Christian Science Monitor – February 26, 2008:
A panoramic snapshot of American religious life in 2008 reveals an extraordinary dynamism that is reshaping the country’s major traditions in historic ways.
Almost half of Americans have moved to a different religious denomination from that in which they were raised, and 28 percent have switched to a different major tradition or to no religion (i.e., from Roman Catholic to Protestant, Jewish to unaffiliated).
The fluidity is combining with immigration to spur dramatic changes in the religious landscape. Protestantism appears on the verge of losing its majority status. The number of “unaffiliated” Americans has doubled, to 16 percent. One-third of Catholics are now Latino and the religion is depending on immigration to maintain its share of the population.
These shifts are captured in a survey released Monday by the Pew Forum on Religion & Public Life.
#31 – GregAllen,
That’s where atheists have a heck of a battle. Atheists claim that that 97.68% of the world can’t be right.
1. Atheists claim 97+% of the world has presented no evidence for their claim that god(s) exist(s).
2. Nothing in your post points to any scientific evidence for the existence of god(s).
More likely we 98% can’t be all wrong.
Terrible argument. The counter to it can be rather vulgarly summed up as “eat shit; a billion flies can’t all be wrong.”
Alternately and with a less vulgar image, consider that the entire population of the planet once believed the sun to revolve around the earth.

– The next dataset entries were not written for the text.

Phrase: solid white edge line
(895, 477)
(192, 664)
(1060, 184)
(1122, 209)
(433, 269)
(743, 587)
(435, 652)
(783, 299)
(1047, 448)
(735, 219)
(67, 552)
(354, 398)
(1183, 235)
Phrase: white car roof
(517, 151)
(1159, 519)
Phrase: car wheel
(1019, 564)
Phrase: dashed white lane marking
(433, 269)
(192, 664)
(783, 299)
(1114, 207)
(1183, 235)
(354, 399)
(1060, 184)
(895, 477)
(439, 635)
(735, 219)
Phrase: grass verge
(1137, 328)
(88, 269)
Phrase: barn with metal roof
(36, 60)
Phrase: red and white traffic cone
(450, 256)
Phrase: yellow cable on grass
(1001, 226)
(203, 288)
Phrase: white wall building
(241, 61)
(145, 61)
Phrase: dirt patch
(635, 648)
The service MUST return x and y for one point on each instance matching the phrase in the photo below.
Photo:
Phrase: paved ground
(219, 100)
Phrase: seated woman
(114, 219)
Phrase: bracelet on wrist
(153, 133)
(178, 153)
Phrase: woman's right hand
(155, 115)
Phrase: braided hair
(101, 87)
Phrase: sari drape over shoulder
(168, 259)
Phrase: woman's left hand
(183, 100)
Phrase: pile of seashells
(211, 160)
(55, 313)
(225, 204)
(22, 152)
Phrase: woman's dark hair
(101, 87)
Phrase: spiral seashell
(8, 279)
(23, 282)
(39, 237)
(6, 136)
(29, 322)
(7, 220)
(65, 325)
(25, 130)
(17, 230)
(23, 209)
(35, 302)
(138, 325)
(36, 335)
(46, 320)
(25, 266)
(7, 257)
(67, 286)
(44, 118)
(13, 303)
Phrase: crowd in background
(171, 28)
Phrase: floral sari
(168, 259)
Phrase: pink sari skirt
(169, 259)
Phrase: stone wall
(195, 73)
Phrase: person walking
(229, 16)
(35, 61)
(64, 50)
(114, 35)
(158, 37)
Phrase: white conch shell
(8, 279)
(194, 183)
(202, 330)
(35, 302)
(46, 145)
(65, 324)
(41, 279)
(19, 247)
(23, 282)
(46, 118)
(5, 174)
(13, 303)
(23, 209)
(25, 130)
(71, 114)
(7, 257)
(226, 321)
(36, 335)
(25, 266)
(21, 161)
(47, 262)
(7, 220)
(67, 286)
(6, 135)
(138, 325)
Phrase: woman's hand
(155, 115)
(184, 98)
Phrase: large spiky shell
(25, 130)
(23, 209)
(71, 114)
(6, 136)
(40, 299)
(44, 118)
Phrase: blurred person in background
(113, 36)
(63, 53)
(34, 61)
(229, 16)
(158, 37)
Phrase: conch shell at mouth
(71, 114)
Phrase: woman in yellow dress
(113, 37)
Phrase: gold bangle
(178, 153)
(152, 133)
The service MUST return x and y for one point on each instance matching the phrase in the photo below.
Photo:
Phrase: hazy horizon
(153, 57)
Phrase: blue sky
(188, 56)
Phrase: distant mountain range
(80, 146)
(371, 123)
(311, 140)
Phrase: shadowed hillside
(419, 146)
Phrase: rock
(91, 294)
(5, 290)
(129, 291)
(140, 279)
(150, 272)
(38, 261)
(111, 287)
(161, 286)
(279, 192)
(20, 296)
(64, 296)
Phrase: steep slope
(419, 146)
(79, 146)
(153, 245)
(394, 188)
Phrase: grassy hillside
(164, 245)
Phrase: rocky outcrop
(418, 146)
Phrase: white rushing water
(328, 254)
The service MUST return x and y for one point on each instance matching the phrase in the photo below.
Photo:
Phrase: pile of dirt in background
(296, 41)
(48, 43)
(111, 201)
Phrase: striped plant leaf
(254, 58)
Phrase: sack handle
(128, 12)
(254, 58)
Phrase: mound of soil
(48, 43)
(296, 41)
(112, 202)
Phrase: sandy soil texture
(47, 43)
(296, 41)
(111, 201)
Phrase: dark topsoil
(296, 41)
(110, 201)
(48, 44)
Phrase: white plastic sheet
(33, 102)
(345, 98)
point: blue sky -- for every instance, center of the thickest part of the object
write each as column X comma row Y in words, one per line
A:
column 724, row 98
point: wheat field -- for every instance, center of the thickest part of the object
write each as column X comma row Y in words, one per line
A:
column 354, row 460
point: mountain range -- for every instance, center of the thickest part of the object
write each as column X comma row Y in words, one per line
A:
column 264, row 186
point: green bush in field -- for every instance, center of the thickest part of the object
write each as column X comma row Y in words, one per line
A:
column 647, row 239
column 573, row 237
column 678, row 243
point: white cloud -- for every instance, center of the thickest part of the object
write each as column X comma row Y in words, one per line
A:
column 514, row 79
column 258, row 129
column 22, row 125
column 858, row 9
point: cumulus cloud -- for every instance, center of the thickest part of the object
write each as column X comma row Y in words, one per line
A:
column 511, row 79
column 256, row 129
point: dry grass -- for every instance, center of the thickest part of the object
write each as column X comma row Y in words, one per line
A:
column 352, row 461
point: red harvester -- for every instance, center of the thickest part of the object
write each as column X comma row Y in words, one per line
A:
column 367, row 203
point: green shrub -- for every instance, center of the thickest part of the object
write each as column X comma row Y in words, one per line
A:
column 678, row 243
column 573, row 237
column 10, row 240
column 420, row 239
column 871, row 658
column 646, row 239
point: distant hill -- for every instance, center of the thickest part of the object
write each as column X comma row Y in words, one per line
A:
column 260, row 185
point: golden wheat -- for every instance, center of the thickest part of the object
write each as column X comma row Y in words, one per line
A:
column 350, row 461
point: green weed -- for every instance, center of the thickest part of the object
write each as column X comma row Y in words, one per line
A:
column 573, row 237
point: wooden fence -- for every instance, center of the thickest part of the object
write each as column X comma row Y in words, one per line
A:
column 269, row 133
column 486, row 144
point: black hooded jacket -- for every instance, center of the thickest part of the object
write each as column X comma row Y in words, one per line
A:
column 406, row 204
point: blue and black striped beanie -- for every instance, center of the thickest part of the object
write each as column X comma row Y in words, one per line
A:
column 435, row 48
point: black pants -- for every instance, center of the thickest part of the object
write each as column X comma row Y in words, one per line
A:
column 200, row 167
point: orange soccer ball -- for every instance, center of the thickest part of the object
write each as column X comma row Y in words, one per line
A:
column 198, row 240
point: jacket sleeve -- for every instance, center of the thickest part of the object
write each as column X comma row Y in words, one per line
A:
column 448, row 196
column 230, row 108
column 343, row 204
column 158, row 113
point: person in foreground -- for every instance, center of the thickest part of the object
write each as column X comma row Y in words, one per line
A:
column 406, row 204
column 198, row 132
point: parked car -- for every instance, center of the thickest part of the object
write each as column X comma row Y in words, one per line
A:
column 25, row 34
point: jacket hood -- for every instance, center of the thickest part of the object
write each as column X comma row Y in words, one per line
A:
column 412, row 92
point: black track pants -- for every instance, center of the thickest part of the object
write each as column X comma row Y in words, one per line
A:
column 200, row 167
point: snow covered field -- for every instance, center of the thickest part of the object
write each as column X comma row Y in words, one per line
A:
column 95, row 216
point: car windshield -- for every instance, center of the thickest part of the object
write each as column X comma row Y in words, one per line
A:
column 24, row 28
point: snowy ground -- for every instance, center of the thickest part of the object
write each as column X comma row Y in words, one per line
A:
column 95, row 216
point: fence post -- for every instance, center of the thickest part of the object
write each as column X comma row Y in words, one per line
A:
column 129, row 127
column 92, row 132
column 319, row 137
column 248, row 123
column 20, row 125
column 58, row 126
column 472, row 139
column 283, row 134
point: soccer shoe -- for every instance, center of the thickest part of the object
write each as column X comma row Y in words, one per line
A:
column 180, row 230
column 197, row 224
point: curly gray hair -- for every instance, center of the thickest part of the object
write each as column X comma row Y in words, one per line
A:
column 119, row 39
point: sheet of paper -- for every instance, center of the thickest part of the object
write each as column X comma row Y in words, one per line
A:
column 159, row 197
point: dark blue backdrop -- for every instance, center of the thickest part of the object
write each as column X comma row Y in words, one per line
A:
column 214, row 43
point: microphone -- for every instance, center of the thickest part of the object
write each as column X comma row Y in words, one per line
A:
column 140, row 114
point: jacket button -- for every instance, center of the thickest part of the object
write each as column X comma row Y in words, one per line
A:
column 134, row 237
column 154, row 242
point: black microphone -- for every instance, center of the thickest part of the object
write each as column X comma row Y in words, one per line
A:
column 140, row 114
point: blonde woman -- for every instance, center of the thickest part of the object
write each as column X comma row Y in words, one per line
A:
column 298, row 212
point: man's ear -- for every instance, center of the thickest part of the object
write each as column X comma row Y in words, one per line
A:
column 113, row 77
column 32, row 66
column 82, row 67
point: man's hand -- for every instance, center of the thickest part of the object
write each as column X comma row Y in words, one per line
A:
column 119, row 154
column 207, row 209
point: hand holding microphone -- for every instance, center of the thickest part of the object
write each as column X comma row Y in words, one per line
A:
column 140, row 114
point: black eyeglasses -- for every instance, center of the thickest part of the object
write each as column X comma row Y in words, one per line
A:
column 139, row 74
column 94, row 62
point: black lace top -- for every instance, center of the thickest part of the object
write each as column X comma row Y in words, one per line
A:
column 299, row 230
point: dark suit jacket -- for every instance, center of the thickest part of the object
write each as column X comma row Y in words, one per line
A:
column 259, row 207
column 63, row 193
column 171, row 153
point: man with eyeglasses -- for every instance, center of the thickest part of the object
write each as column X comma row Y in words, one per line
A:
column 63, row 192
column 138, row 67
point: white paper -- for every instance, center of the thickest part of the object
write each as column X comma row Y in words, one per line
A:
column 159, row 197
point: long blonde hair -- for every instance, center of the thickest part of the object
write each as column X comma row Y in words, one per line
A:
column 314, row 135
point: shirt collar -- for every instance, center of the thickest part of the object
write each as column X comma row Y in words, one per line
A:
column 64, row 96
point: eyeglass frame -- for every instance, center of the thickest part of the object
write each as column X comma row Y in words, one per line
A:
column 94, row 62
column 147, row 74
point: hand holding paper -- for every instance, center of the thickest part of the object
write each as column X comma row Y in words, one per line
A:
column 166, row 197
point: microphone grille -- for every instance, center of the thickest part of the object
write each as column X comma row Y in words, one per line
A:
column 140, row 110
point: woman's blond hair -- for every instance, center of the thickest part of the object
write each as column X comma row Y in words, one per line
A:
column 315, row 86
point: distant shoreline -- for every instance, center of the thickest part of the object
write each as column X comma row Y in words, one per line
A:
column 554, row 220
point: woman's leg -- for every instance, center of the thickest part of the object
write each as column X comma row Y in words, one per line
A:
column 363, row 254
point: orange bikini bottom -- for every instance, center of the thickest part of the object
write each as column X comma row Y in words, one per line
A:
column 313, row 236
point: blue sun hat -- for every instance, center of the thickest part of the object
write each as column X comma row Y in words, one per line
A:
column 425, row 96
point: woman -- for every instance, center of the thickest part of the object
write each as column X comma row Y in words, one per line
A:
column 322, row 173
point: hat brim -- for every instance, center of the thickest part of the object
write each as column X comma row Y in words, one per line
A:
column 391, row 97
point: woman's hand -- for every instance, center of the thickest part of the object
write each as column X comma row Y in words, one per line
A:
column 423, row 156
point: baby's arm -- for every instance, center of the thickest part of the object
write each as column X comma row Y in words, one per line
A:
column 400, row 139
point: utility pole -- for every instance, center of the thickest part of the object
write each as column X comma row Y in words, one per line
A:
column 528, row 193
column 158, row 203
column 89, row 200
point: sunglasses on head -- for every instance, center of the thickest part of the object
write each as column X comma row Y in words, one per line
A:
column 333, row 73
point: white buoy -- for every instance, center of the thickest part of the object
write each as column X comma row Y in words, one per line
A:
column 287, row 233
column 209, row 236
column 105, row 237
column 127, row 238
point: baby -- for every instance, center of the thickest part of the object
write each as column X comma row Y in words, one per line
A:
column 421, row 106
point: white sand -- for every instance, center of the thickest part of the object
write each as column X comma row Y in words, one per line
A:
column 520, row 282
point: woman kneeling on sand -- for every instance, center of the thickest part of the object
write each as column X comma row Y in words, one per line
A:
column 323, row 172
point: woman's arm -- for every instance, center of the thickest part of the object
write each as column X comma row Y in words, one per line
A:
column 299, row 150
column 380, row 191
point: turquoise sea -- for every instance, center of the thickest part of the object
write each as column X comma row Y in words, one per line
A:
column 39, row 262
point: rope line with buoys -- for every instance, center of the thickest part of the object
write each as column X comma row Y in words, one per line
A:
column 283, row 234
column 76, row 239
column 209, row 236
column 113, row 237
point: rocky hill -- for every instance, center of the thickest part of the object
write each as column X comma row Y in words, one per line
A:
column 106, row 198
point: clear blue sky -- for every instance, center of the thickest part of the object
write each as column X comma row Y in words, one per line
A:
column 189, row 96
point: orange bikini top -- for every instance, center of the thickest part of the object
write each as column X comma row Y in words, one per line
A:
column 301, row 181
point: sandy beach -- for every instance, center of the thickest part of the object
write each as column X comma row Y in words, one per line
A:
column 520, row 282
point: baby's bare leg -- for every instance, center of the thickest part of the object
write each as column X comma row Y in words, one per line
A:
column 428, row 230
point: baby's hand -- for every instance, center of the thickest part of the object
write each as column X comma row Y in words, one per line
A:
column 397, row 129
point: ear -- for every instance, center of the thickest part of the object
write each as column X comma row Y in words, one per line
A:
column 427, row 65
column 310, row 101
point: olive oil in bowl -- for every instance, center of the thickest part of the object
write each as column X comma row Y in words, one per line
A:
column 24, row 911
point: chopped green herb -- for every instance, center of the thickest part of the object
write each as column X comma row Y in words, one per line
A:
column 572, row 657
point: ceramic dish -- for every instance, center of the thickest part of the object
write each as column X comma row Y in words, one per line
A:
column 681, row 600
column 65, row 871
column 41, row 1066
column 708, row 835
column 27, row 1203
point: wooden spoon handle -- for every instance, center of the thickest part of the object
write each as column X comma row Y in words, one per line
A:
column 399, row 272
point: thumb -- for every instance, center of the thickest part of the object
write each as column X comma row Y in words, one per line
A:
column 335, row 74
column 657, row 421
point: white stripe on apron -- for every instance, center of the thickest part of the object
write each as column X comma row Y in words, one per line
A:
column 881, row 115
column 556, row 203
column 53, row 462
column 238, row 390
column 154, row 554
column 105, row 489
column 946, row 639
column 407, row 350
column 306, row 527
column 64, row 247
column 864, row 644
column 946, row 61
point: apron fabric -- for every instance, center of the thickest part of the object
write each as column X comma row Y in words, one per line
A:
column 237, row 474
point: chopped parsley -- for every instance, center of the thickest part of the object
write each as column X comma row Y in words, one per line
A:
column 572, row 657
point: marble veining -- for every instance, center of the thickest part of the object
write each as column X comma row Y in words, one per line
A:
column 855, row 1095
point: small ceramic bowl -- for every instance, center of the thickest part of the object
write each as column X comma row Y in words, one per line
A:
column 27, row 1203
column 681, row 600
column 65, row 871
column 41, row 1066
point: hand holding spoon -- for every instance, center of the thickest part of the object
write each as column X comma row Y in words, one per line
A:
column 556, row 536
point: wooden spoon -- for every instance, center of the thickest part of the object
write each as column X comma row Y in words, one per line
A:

You dismiss the spiritual neurology theory but others don’t.
I don’t dismiss neurological study. It is very interesting to learn about the workings of our brains and even why we as a species believe such nonsense. However, it adds not a single iota of credibility to the god hypothesis.
So, since you’re in the majority, why not present some scientific evidence of god or the efficacy of prayer? Or, just answer where you believe god came from? To me, it’s just turtles all the way down, and thus, a self-inconsistent and failed hypothesis.
#31–Greg==what the hey are you smoking? “Feelings reveal reality.” HAR de HAR HAR! Jeebezus!!
All animals get hungry. Hunger does not exist in the world. Getting hungry does. See the difference?
Humans fall in love. Love doesn not eist in the world, falling in love does. See the difference?
Humans long for simple direct explanations of the world culturally directed now as “god”. God doesn’t exist, only the feelings for a god. See the difference?
Greg Allen wrote, “You dismiss the spiritual neurology theory but others don’t.”
You misunderstood me, Greg. I don’t dismiss the spiritual neurology theory. What I dismissed was your hypothesis which characterized it as “spiritual reality.” Thousands of contradictory, mutually exclusive perceptions of god do not reality make. It sounds, however, like an excellent and easy-to-follow recipe for war and strife.
#34 – Gary,
Could be proof a mean vindictive god created in our own image, of course.
Let us pray. Indeed.
#35 Misanthropic Scott, absolutely agreed. It has to be a bit uncomfortable to worship a god that shows some of humanity’s worst foibles. I’d like to start from scratch and invent a more ethical god.
#36 Monster’s Lawyer, the old phrase often uttered by ministers and priests is “Let us prey,” not “pray.” Until you see it in writing, it’s easy to confuse the two 😉
#37 – Gary, I was commenting on the picture. What an angel. 🙂
As long as we’re on the subject of changing religious beliefs, I would add that few people have had a more negative recent impact on Christianity in the world than George W. Bush. His daily prayers for wisdom and guidance have had a remarkably small, or even negative, return. In the long prelude to the war, no deity seems to have whispered in his ear to interject a note of truth and quiet the repetition of false premises.
When religion and politics comingle, rather than politics becoming more moral, religion simply becomes more sullied.